Кончив играть, он встал из-за пианино и извинился, что уделил слишком много времени музыке вместо того, чтобы обсуждать мировые события. А у меня создалось впечатление, что как раз то, что он говорил и делал, имело самое прямое отношение к событиям в мире. Продолжая обсуждение, мы сошлись во мнении — наиболее серьезная проблема на пути к миру на всей Земле состоит в том, что отдельная личность чувствует себя беспомощной.
— А ведь любой человек, — откликнулся дон Пабло, — может сделать что-то для дела мира, для этого совсем необязательно с головой уходить в политику. В каждом из нас заложены порядочность и доброта. И если человек прислушивается к их голосу и действует, руководствуясь сердцем, он дает людям то, в чем они больше всего нуждаются. Это требует мужества. Необходима смелость, чтобы прислушаться к тому хорошему, что есть в нас, и соответственно поступать. Отважимся ли мы быть самими собой? Это и есть главный вопрос.
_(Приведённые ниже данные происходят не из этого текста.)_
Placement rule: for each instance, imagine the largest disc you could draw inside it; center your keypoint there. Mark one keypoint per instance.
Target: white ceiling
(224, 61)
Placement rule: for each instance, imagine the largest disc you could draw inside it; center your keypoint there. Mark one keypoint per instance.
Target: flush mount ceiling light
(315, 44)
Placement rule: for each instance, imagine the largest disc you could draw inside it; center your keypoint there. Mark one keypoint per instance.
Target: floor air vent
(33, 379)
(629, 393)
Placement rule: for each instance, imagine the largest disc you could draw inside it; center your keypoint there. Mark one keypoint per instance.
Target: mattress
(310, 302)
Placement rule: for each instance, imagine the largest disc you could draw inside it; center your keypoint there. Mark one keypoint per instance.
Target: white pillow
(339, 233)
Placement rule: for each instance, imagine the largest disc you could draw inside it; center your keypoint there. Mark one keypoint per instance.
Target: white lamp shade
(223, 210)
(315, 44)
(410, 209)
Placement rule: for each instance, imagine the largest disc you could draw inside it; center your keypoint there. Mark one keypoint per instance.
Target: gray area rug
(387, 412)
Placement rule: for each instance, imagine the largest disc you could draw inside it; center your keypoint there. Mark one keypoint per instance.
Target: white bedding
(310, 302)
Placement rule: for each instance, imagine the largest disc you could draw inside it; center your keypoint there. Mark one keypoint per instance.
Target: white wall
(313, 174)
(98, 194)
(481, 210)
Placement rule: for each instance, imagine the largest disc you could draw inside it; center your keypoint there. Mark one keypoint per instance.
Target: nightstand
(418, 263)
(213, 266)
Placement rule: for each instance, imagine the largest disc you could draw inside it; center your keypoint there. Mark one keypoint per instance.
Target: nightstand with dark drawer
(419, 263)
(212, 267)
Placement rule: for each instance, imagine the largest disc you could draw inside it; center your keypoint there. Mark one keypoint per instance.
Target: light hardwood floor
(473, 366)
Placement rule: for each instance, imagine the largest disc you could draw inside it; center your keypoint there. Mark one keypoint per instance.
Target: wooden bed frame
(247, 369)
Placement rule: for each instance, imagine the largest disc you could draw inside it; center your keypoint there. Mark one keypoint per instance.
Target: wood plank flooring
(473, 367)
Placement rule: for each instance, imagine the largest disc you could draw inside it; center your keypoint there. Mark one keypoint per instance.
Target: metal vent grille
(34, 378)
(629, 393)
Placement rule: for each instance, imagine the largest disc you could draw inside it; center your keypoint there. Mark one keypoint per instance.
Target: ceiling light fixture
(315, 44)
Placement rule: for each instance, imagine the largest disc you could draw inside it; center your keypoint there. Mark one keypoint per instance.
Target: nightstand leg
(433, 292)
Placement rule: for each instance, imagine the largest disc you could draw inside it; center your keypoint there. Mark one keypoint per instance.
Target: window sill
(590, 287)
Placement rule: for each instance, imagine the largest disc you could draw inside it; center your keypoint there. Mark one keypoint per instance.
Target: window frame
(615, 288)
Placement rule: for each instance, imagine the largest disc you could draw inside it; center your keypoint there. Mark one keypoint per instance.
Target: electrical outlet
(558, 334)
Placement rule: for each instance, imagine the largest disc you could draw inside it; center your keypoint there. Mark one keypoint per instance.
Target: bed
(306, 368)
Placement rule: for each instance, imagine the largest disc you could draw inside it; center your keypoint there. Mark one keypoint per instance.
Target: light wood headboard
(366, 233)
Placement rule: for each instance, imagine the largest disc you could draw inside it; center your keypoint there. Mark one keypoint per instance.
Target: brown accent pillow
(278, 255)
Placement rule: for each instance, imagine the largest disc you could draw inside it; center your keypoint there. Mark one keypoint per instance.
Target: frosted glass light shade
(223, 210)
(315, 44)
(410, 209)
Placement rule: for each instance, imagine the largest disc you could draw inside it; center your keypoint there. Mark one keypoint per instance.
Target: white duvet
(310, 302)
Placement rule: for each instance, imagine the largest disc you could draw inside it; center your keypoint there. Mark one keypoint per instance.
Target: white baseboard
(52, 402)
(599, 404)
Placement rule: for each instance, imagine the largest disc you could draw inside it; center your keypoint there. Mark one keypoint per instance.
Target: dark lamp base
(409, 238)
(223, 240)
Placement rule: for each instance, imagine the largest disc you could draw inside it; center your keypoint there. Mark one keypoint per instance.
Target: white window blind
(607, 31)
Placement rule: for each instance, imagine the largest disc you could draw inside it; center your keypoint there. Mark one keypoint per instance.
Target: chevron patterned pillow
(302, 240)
Сам Пабло Казальс обладал, без сомнения, и порядочностью и добротой. Но были и другие источники — целеустремленность, воля к жизни, вера, чувство юмора, в которых он черпал силы, помогавшие ему справиться со старостью, сохранить творческую активность, выступать как виолончелист и дирижер в возрасте далеко за восемьдесят.
* * *
Альберт Швейцер всегда верил: лучшее лекарство от любой болезни, которая могла его поразить, — это сознание того, что есть работа, которую он должен сделать, плюс чувство юмора. Он как-то сострил, что болезнь стремится побыстрей уйти от него, потому что его организм оказывает ей слишком мало гостеприимства.
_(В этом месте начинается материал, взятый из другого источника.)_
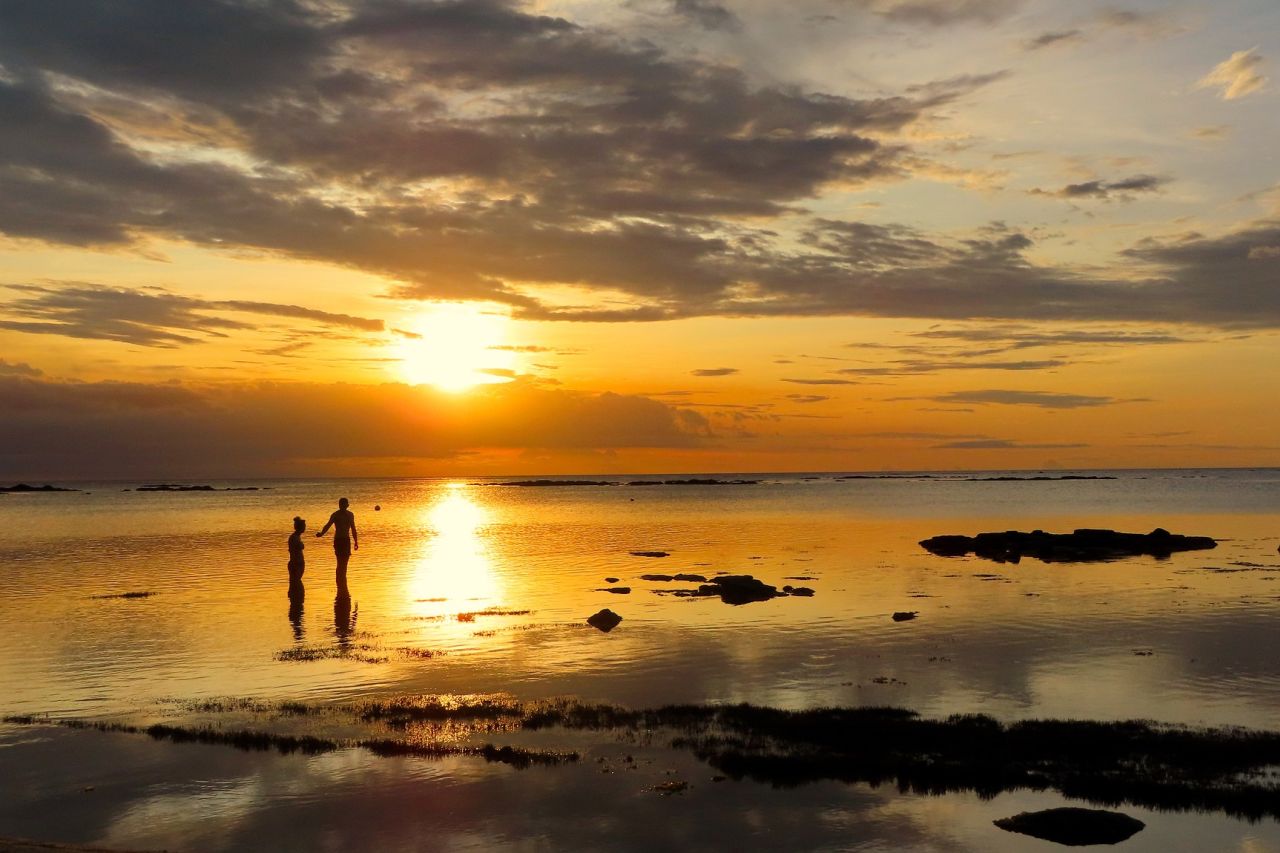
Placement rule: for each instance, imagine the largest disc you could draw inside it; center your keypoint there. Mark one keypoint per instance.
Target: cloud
(1235, 76)
(941, 13)
(1211, 132)
(1002, 443)
(18, 369)
(1006, 338)
(1121, 188)
(909, 366)
(1040, 398)
(150, 318)
(68, 429)
(1055, 37)
(707, 14)
(480, 151)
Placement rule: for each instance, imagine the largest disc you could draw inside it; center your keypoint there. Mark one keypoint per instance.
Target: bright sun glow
(455, 566)
(456, 349)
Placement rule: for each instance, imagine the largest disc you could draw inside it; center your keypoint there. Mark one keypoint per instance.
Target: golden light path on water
(455, 565)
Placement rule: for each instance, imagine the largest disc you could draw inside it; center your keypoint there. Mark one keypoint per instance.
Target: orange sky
(494, 237)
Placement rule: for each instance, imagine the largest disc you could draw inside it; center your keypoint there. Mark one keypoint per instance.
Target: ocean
(132, 606)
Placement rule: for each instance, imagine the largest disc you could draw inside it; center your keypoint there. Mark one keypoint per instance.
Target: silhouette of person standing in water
(297, 564)
(344, 538)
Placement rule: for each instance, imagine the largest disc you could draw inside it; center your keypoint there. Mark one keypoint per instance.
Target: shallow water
(1185, 639)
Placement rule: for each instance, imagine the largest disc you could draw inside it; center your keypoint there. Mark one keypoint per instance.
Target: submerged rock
(1074, 826)
(1080, 546)
(606, 620)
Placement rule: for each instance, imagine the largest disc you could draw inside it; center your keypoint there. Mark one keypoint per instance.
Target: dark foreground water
(479, 589)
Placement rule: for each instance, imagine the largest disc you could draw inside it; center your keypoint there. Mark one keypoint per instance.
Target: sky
(416, 237)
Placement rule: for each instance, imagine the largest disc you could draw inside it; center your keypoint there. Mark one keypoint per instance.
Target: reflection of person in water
(297, 565)
(344, 617)
(344, 538)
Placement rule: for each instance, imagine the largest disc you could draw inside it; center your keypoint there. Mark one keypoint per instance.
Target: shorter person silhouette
(297, 562)
(344, 537)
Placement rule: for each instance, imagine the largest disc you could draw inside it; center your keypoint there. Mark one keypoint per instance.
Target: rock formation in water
(1080, 546)
(1074, 826)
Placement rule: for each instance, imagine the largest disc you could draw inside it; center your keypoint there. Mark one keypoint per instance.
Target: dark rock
(606, 620)
(1074, 826)
(739, 589)
(1080, 546)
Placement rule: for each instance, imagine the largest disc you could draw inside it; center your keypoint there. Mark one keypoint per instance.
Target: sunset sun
(456, 347)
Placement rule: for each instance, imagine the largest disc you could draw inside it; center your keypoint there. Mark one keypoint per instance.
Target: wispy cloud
(150, 318)
(1106, 190)
(1038, 398)
(1235, 76)
(1004, 443)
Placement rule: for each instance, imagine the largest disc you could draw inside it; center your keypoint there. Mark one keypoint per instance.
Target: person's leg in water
(343, 559)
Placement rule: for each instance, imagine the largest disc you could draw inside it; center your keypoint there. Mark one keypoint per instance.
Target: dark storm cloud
(1038, 398)
(568, 156)
(137, 429)
(149, 318)
(1123, 188)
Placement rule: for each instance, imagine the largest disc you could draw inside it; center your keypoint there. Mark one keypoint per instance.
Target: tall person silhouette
(344, 538)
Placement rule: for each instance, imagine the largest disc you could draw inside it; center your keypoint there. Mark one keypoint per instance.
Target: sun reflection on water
(455, 564)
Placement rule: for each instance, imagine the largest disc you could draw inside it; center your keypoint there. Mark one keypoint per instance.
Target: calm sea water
(1187, 639)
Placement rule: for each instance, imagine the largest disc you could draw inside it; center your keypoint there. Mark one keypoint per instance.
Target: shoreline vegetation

Если попытаться выразить то, что являлось его сутью, хватит двух слов — «воля» и «творчество». Работая в Ламбарене, он проявил сверхъестественную работоспособность. За обычный день в больнице (а ему исполнилось уже 90 лет) он успевал выполнять обязанности врача и совершать обход, плотничать, передвигать тяжелые ящики с лекарствами, отвечать на многочисленные письма, уделять время своим рукописям и играть на пианино. «Я не собираюсь умирать, — признался он как-то своим сотрудникам. — Если я в силах заниматься разными делами, совершенно нет нужды умирать. Так что я буду жить долго, очень долго». И он дожил до 95 лет.
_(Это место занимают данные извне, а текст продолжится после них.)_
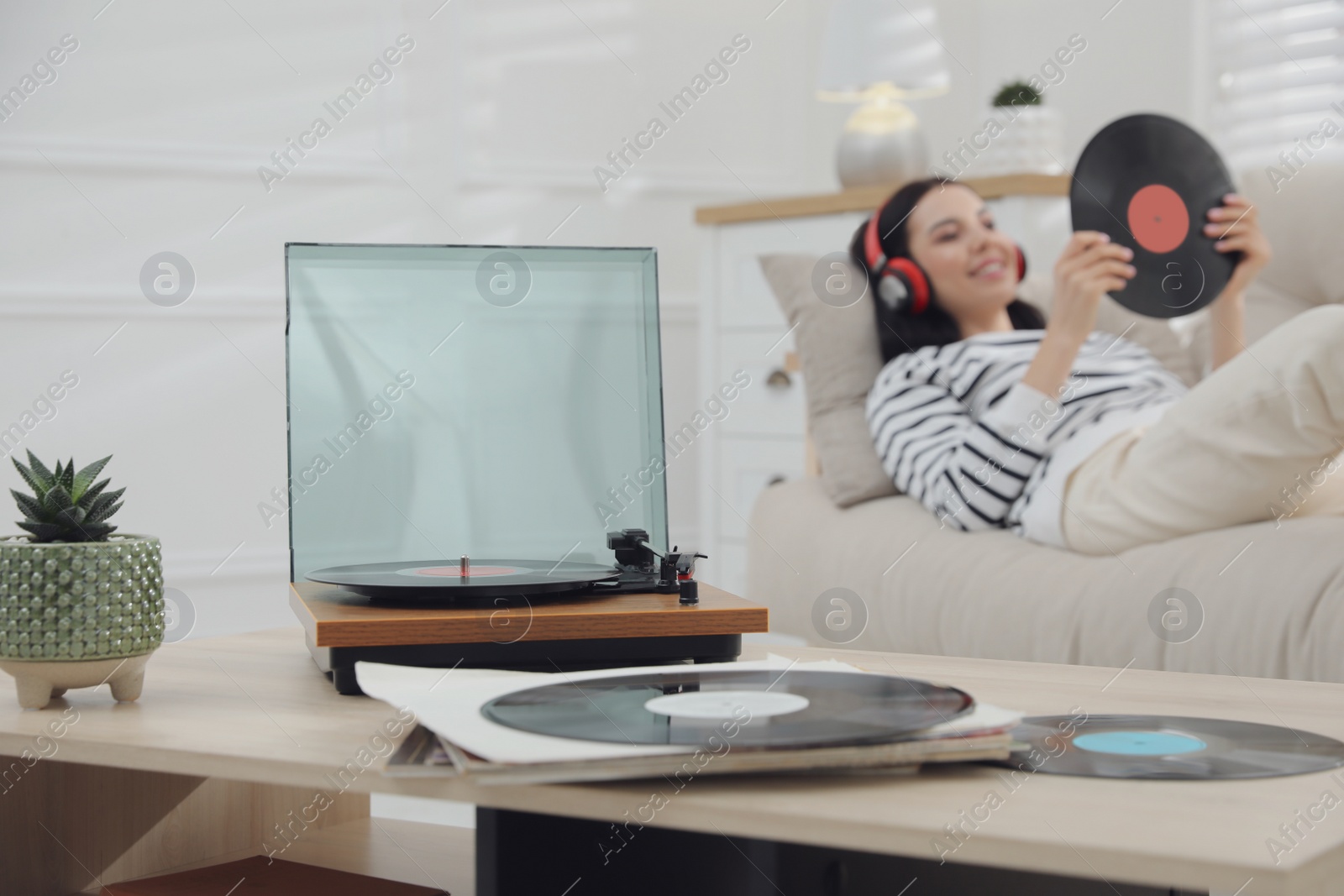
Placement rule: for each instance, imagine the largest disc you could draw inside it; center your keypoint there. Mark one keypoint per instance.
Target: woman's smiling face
(972, 266)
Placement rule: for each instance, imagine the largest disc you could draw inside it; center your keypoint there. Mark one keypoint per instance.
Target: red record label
(1158, 217)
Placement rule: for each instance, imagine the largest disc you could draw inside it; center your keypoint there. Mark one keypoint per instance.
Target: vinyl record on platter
(746, 708)
(445, 579)
(1148, 181)
(1169, 747)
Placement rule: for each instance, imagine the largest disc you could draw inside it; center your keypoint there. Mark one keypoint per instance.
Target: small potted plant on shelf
(80, 606)
(1030, 139)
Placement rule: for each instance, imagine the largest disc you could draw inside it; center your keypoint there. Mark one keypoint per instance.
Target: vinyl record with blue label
(1148, 181)
(1168, 747)
(743, 708)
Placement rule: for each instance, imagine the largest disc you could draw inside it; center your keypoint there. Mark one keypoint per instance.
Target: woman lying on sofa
(992, 417)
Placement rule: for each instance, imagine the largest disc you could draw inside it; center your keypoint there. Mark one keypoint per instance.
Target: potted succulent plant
(80, 606)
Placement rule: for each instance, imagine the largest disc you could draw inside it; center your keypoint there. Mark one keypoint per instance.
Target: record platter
(1148, 183)
(638, 567)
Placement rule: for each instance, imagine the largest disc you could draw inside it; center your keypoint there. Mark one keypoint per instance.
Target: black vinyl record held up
(1169, 747)
(1148, 181)
(745, 708)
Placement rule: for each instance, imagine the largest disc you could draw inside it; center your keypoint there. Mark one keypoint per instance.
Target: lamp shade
(870, 42)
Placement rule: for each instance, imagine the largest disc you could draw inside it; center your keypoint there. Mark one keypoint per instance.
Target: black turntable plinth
(564, 633)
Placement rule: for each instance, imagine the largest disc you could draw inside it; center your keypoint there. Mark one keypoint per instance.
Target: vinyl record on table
(444, 579)
(1148, 181)
(1169, 747)
(761, 708)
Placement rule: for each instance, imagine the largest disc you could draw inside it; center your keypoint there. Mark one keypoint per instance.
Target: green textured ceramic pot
(92, 605)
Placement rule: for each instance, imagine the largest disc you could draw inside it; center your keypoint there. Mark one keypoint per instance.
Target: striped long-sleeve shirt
(958, 430)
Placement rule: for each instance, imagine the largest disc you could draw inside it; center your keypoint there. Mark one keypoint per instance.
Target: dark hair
(900, 332)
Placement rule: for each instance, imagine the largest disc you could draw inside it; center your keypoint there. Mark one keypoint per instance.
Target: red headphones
(900, 282)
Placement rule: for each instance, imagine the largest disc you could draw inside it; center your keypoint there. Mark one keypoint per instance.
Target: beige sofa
(1263, 600)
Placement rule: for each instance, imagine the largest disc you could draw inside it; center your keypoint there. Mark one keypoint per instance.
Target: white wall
(152, 134)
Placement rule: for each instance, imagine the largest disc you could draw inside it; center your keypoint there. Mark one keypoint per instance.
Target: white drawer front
(746, 466)
(773, 403)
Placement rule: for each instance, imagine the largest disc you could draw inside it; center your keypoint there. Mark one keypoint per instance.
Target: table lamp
(878, 53)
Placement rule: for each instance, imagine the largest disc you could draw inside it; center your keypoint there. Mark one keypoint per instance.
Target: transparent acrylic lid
(496, 402)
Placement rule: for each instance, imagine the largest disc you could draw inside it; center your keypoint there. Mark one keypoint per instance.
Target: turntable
(476, 464)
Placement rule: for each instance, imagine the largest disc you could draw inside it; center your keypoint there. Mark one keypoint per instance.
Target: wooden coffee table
(235, 736)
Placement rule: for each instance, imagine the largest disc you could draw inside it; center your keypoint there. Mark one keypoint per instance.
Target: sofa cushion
(837, 348)
(991, 594)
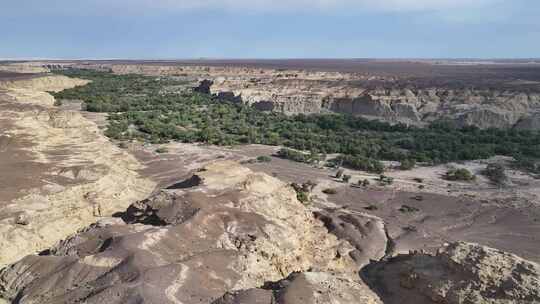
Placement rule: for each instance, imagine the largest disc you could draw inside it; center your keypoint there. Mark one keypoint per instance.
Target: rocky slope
(229, 235)
(226, 229)
(57, 171)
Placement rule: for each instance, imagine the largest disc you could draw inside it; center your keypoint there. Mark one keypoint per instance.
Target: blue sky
(152, 29)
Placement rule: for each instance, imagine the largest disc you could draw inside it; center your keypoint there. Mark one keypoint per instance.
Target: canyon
(417, 94)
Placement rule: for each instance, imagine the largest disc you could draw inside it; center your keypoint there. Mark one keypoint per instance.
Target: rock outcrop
(461, 273)
(385, 98)
(58, 172)
(231, 230)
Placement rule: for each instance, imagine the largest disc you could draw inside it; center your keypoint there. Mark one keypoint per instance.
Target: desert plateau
(270, 152)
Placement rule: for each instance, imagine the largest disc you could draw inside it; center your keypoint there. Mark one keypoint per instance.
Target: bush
(495, 173)
(330, 191)
(264, 159)
(364, 183)
(408, 209)
(339, 173)
(460, 174)
(407, 164)
(302, 196)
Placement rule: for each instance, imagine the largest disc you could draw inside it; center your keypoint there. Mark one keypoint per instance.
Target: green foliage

Так же как и его друг Пабло Казальс, Альберт Швейцер не мог позволить себе хоть день не играть Баха. Его любимым произведением была токката и фуга ре минор. Пьеса написана для органа. Но в Ламбарене органа не было. Было два пианино, оба древние, рассохшиеся. Одно, совсем разбитое, стояло в столовой медперсонала. На экваторе воздух всегда насыщен влагой, и это изменило инструмент почти до неузнаваемости. На одних клавишах не было слоновой кости, другие пожелтели и растрескались.
Войлок на молоточках вытерся, и звуки получались резкие. Инструмент не настраивали годами, а если бы даже и настроили, вряд ли этого хватило надолго. Когда я впервые приехал в больницу в Ламбарене и зашел в столовую, то сел за пианино и отпрянул, услышав искаженные звуки. Поразительно, как Швейцер умудрялся каждый вечер перед ужином играть на нем духовные гимны, — каким-то чудом под его руками нищета и убожество звука исчезали.